Présenté en compétition au dernier Festival de Cannes, le dernier film d'Arnaud Desplechin est loin d'être son plus accessible. En plus des quelques scènes de fiction durant lesquelles l'on suit le personnage qu'il a créé et fait évoluer tout au long de sa filmographie, Paul Dedalus, le film convoque également le documentaire, l'essai et l'autoportrait pour nous proposer une oeuvre d'une très grande richesse.
Une large partie du long métrage est en effet consacrée à une vaste réflexion sur le cinéma et sur ce que représente le statut de spectateur pour le réalisateur, mais également pour des intervenants à qui il a décidé de donner la parole.
Ultra théorique, le film en refroidira certainement plus d'un. Une séquence avec Micha Lesco en Professeur des Universités, par exemple, nous raconte de manière éclairante que le passage du théâtre au cinéma correspond dans l'Histoire à l'introduction de la démocratie participative. Ainsi, de la même façon que chaque électeur déléguait désormais son vote à un député, le spectateur déléguait son point de vue au réalisateur. Ce point de vue ne dépendant plus, comme au théâtre, de l'endroit à partir duquel il appréhendait le spectacle depuis la salle. Passionnant.
Voilà donc le genre de pensées développées tout au long de ce film tout à fait singulier qui fait se mêler interviews et souvenirs personnels à des extraits de films cultes, illustrant la richesse de ce média qui nous réunit tous ici et nous fait tant vibrer.
Dans les passages fictionnels, l'originalité réside dans le fait que l'on suit le personnage mythique de Paul Dedalus interprété par cinq acteurs, à différents moments de sa vie. Parmi eux, l'on est heureux de retrouve le jeune Milo Machado-Graner qui nous avait impressionné dans Anatomie d'une Chute.

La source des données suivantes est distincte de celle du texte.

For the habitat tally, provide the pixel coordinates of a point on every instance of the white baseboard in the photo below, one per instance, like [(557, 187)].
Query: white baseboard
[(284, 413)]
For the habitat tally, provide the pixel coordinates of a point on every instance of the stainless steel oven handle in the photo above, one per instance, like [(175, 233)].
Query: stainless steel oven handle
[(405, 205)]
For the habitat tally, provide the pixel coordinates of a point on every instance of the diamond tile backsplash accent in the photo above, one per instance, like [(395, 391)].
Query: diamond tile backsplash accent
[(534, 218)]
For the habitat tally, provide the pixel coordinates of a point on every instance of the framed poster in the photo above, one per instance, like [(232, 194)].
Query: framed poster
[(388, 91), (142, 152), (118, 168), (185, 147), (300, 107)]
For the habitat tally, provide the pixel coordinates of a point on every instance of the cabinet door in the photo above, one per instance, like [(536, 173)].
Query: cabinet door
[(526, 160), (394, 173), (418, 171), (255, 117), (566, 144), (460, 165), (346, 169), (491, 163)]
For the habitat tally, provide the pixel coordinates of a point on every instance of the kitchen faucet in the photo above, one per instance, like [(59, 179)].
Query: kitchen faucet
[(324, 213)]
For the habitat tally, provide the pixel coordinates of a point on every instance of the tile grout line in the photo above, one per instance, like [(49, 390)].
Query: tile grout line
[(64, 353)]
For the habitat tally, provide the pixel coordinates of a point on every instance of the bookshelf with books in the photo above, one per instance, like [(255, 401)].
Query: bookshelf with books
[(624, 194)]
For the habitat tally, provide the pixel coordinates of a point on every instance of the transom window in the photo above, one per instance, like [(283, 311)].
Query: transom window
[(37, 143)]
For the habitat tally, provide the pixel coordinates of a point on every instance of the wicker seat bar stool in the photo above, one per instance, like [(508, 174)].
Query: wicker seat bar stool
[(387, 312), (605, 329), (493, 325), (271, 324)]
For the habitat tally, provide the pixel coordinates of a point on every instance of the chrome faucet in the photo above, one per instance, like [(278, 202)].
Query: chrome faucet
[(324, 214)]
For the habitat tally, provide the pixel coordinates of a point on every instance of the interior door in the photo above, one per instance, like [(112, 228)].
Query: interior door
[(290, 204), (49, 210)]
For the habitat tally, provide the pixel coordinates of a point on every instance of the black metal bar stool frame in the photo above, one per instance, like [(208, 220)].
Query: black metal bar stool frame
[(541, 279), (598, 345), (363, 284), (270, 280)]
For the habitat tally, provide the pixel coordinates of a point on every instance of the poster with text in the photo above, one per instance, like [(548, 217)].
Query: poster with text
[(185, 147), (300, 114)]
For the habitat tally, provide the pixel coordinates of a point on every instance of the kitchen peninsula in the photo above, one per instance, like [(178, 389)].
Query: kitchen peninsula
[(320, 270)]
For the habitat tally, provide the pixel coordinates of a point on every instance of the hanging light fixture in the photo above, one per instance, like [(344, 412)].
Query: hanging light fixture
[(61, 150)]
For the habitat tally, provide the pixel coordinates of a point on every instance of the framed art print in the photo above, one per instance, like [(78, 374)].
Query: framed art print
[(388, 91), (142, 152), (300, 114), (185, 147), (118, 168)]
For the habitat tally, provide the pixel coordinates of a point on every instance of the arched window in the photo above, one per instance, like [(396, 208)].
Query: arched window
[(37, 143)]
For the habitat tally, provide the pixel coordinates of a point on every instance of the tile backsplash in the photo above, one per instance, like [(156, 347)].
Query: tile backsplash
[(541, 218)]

Spectateurs ! est donc un film qui assume totalement son côté "intello" et foisonnant mais une belle déclaration d'amour au cinéma qui parviendra malgré tout à toucher les plus passionnés de par la finesse de son propos et la nostalgie véhiculée par les images qu'il convoque, qui donnent envie de se précipiter dans les salles pour toujours plus d'émotions.